German unemployment dropped by 74,400 in April (not seasonally adjusted), bringing the total number of unemployed to 2.384 million; the lowest number since the all-time low of November last year.
In seasonally-adjusted terms, unemployment dropped by 7,000, leaving the seasonally-adjusted unemployment rate unchanged at 5.3%. The number of vacancies reached another all-time high of 784 000. More impressive evidence that the German labour market remains solid as a rock. With a bit of fishing for any signs of levelling off, the only negative aspect of the report is the fact that it was the weakest April improvement in the labour market since 2012.
The German labour market remains an impressive engine for the entire economy and brings some positive news after a period of rather disappointing macro data
Continued strong headline figures are masking the fact that the German labour market is going through a longer period of transition. Since March 2009, total German employment increased by more than four million. Most jobs have been created in the service sector, many of them in the healthcare and social sector.

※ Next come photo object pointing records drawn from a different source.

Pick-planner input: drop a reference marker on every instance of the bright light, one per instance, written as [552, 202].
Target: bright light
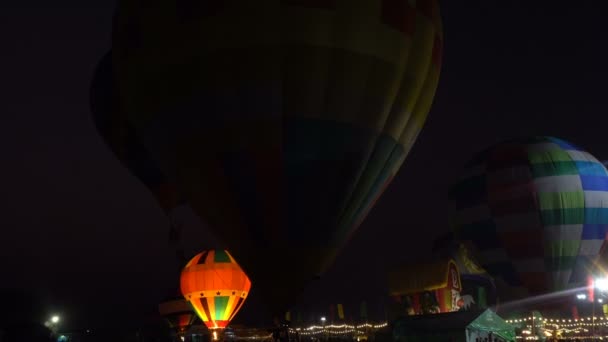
[601, 284]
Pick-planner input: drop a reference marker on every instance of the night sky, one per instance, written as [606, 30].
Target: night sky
[81, 230]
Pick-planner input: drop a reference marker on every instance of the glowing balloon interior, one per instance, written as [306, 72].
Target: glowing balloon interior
[216, 287]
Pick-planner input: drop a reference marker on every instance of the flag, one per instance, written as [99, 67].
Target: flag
[363, 310]
[340, 311]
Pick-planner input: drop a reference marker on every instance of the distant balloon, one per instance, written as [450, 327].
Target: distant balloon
[216, 287]
[178, 313]
[537, 211]
[281, 122]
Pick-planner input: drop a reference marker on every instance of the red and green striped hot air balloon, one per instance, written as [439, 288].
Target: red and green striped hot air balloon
[216, 287]
[536, 209]
[281, 121]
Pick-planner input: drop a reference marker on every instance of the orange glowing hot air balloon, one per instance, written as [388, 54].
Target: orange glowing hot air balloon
[216, 287]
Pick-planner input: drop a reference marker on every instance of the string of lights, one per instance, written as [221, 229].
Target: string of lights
[335, 330]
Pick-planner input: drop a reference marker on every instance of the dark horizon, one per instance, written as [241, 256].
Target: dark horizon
[85, 234]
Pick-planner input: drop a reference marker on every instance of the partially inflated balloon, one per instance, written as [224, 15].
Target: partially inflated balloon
[281, 121]
[178, 313]
[216, 287]
[537, 211]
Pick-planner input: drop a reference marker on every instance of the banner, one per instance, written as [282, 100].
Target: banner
[363, 310]
[340, 311]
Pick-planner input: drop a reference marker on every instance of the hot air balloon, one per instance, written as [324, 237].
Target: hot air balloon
[122, 139]
[178, 313]
[282, 122]
[216, 287]
[536, 209]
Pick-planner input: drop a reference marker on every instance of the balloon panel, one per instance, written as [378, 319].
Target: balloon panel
[281, 121]
[537, 211]
[216, 287]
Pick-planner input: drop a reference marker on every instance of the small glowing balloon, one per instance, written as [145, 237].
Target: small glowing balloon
[216, 287]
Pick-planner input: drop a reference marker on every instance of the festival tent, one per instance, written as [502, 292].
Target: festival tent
[425, 288]
[463, 326]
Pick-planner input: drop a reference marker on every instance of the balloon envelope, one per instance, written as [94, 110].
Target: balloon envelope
[282, 122]
[537, 211]
[216, 287]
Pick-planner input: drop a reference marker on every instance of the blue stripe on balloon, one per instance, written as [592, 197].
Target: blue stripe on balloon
[482, 233]
[594, 182]
[507, 272]
[563, 144]
[581, 269]
[597, 216]
[590, 168]
[594, 231]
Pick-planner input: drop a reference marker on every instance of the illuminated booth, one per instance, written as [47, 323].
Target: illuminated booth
[425, 288]
[462, 326]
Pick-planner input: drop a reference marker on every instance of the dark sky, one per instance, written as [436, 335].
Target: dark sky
[79, 227]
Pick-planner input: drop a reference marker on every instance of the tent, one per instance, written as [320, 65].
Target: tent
[489, 323]
[462, 326]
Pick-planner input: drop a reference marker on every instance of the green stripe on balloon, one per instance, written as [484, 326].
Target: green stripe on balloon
[221, 303]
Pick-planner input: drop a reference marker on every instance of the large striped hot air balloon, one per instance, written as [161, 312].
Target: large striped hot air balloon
[282, 122]
[537, 211]
[216, 287]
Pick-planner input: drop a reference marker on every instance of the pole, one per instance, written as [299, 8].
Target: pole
[593, 315]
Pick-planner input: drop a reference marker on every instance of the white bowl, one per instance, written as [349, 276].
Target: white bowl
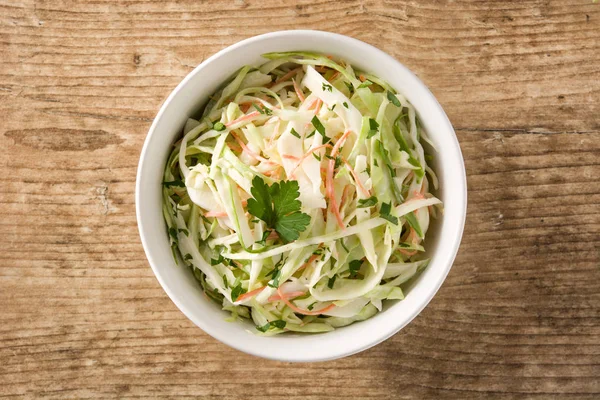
[442, 242]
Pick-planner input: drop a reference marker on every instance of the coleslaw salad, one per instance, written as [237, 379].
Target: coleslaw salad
[301, 196]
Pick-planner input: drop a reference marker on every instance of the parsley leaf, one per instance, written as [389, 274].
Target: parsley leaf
[278, 206]
[366, 203]
[350, 87]
[274, 283]
[278, 323]
[373, 128]
[392, 97]
[261, 205]
[354, 266]
[384, 212]
[331, 282]
[318, 125]
[264, 328]
[177, 182]
[173, 234]
[237, 292]
[290, 226]
[412, 220]
[263, 240]
[260, 110]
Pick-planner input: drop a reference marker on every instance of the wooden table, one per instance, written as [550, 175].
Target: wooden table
[83, 316]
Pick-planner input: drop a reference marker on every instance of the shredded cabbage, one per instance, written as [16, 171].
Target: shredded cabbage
[354, 148]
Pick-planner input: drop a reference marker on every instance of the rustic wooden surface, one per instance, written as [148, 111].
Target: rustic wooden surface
[81, 314]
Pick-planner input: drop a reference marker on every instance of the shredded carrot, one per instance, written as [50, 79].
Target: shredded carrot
[250, 294]
[286, 76]
[243, 118]
[290, 157]
[407, 252]
[234, 147]
[308, 262]
[331, 195]
[307, 154]
[340, 143]
[356, 178]
[313, 104]
[298, 91]
[289, 295]
[300, 310]
[250, 152]
[345, 195]
[215, 214]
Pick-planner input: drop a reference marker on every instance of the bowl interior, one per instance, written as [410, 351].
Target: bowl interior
[442, 239]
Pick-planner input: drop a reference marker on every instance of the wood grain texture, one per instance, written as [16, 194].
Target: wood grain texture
[81, 314]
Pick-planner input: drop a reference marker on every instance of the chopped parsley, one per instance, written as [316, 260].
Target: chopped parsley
[219, 126]
[373, 128]
[331, 282]
[177, 182]
[185, 232]
[237, 292]
[354, 267]
[384, 213]
[392, 97]
[173, 234]
[278, 206]
[412, 220]
[366, 203]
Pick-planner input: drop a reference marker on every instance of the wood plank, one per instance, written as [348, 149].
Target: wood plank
[81, 313]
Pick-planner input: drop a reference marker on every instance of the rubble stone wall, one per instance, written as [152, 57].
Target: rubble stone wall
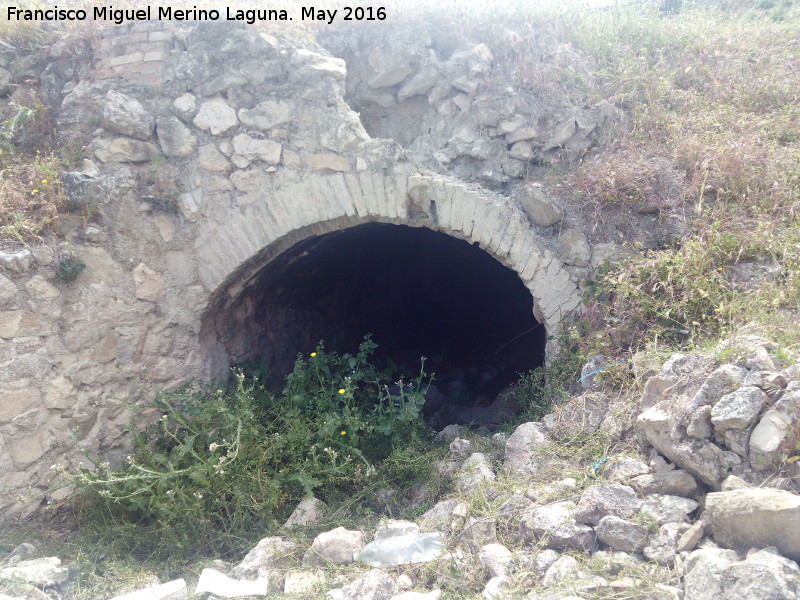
[209, 150]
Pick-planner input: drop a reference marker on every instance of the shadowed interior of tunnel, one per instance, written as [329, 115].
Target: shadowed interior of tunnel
[417, 291]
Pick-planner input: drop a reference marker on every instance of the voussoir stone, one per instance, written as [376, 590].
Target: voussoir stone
[334, 547]
[756, 517]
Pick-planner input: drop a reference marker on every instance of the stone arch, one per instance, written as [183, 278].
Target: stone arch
[269, 223]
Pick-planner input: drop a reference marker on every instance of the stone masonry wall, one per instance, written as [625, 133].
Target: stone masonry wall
[210, 149]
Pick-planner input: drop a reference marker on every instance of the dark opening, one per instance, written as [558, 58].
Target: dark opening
[418, 292]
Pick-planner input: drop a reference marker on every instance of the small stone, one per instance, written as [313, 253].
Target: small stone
[328, 162]
[622, 535]
[606, 499]
[307, 512]
[125, 115]
[393, 528]
[174, 137]
[496, 558]
[497, 588]
[522, 454]
[126, 150]
[300, 581]
[150, 284]
[460, 448]
[216, 116]
[374, 585]
[668, 509]
[555, 525]
[334, 547]
[185, 107]
[662, 546]
[672, 483]
[739, 409]
[577, 250]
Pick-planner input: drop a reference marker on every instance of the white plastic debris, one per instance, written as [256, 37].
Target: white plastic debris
[402, 549]
[219, 584]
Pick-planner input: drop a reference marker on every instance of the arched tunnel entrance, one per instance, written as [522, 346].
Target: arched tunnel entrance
[417, 291]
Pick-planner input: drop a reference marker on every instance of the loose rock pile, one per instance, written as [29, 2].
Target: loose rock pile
[690, 522]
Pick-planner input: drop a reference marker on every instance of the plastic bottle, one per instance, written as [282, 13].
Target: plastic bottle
[402, 549]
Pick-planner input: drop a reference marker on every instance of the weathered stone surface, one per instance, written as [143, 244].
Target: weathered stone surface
[149, 283]
[211, 159]
[668, 509]
[269, 553]
[185, 107]
[715, 574]
[739, 409]
[439, 516]
[432, 595]
[125, 115]
[394, 527]
[620, 468]
[661, 547]
[215, 116]
[17, 262]
[307, 512]
[496, 558]
[671, 483]
[539, 208]
[299, 581]
[522, 453]
[252, 148]
[334, 547]
[175, 138]
[16, 402]
[555, 525]
[755, 518]
[576, 248]
[126, 150]
[497, 588]
[421, 83]
[620, 534]
[601, 500]
[23, 323]
[8, 290]
[475, 473]
[267, 114]
[328, 162]
[374, 585]
[767, 438]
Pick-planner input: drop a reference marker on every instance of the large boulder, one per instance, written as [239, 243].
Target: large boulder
[756, 518]
[716, 574]
[522, 448]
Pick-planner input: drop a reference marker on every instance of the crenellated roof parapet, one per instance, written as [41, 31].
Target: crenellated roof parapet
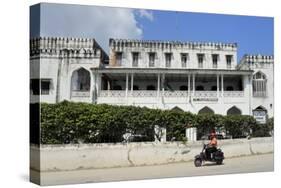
[258, 58]
[249, 61]
[62, 46]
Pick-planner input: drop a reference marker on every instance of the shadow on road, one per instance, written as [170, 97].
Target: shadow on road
[212, 164]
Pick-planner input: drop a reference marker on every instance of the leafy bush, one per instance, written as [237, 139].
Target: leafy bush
[69, 122]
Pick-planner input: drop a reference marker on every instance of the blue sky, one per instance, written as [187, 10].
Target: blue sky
[253, 34]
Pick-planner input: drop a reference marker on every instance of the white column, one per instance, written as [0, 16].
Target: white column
[127, 84]
[193, 84]
[218, 86]
[163, 82]
[250, 78]
[132, 83]
[93, 88]
[158, 85]
[222, 85]
[188, 85]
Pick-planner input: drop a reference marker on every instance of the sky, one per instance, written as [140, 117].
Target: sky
[254, 35]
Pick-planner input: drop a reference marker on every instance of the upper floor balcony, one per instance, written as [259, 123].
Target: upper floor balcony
[181, 88]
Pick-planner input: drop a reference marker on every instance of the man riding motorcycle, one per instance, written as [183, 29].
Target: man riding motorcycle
[212, 145]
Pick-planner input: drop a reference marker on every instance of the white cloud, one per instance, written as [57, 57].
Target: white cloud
[146, 14]
[100, 23]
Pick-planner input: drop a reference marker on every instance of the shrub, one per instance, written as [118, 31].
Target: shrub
[69, 122]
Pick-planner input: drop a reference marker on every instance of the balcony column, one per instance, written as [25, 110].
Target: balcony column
[127, 84]
[132, 83]
[94, 87]
[250, 90]
[218, 86]
[158, 85]
[222, 85]
[162, 84]
[108, 87]
[188, 85]
[193, 84]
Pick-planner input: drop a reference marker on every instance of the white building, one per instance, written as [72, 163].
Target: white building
[195, 77]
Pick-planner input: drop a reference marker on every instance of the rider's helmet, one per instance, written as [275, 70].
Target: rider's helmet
[213, 134]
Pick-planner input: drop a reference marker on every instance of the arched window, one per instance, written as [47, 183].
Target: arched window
[177, 109]
[135, 87]
[229, 88]
[150, 87]
[260, 114]
[117, 87]
[199, 88]
[214, 88]
[80, 80]
[206, 110]
[183, 88]
[234, 111]
[259, 85]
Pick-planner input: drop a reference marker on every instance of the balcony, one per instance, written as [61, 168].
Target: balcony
[80, 94]
[168, 94]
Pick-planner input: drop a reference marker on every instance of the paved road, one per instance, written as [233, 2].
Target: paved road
[257, 163]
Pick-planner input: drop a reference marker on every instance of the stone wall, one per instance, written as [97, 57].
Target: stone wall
[91, 156]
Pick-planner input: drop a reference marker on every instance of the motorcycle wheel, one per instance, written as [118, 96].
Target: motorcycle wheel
[219, 162]
[198, 162]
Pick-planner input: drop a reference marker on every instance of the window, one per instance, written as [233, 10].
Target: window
[45, 86]
[259, 85]
[183, 88]
[229, 88]
[200, 58]
[135, 87]
[168, 58]
[214, 88]
[34, 86]
[135, 59]
[40, 86]
[151, 57]
[215, 60]
[81, 80]
[200, 88]
[117, 87]
[118, 58]
[184, 57]
[228, 61]
[150, 87]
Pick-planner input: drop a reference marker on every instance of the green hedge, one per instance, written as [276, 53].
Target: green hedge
[69, 122]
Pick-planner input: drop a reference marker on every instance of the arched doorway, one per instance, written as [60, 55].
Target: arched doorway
[177, 109]
[260, 114]
[206, 110]
[150, 87]
[234, 111]
[81, 80]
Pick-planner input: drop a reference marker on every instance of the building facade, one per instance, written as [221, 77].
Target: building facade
[195, 77]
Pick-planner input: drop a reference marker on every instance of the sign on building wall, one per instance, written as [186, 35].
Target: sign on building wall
[260, 116]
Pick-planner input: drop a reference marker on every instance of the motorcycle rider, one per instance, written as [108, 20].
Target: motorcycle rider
[212, 145]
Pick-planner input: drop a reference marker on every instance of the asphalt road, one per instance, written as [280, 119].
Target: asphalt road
[256, 163]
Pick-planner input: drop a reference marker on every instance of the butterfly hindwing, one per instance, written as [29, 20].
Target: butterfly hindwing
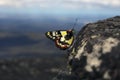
[63, 38]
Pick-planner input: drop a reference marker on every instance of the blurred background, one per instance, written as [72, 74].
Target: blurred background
[24, 22]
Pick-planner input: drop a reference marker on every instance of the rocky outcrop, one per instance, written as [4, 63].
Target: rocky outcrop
[95, 54]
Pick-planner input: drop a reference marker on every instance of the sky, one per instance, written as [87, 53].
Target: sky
[53, 8]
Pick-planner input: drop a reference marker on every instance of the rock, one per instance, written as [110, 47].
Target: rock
[95, 54]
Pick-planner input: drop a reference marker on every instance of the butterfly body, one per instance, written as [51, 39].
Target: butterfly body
[62, 38]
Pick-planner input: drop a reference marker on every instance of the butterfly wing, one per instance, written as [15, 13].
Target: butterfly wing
[62, 38]
[53, 35]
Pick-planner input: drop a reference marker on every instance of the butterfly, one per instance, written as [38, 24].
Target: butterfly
[62, 38]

The financial industry, as well as most parts of the manufacturing industry, however, saw employment dropping during the same period. Interestingly, some slack in the labour market gradually seems to disappear as the number of people working in the low-wage sector has started to drop since last year and currently stands at some 7.4 million people. While this structural change of the labour market and particularly the lack of qualified workers in some sectors should normally pose an enormous upward pressure on wages, actual data tell a different story.
Yes, nominal wages have and should continue to increase at higher rates than the rest of the Eurozone, but recent wage settlements still look moderate compared with the economic situation. While employment in Germany has grown by some 8% since 2010, labour costs have increased by some 2.2% on an annual average. This compares with 3% employment growth in the entire Eurozone and 1.6% average wage growth.
In our view, these numbers and the broader case of the German labour market nicely show that structural factors are limiting upward pressure on wages despite low unemployment. We think these structural factors include increased globaliastion, automation and digitalisation and all three are increasing competition and putting jobs above pay rises.
All in all, the German labour market remains an impressive engine for the entire economy and brings some positive news after a period of rather disappointing macro data. At the same time, however, the German labour market also suggests that significant wage increases for the entire Eurozone could still be way off.
According to the principle of “if you can’t make it here, you will not make it anywhere”, the German labour market provides further arguments for a dovish tapering by the ECB in the months ahead.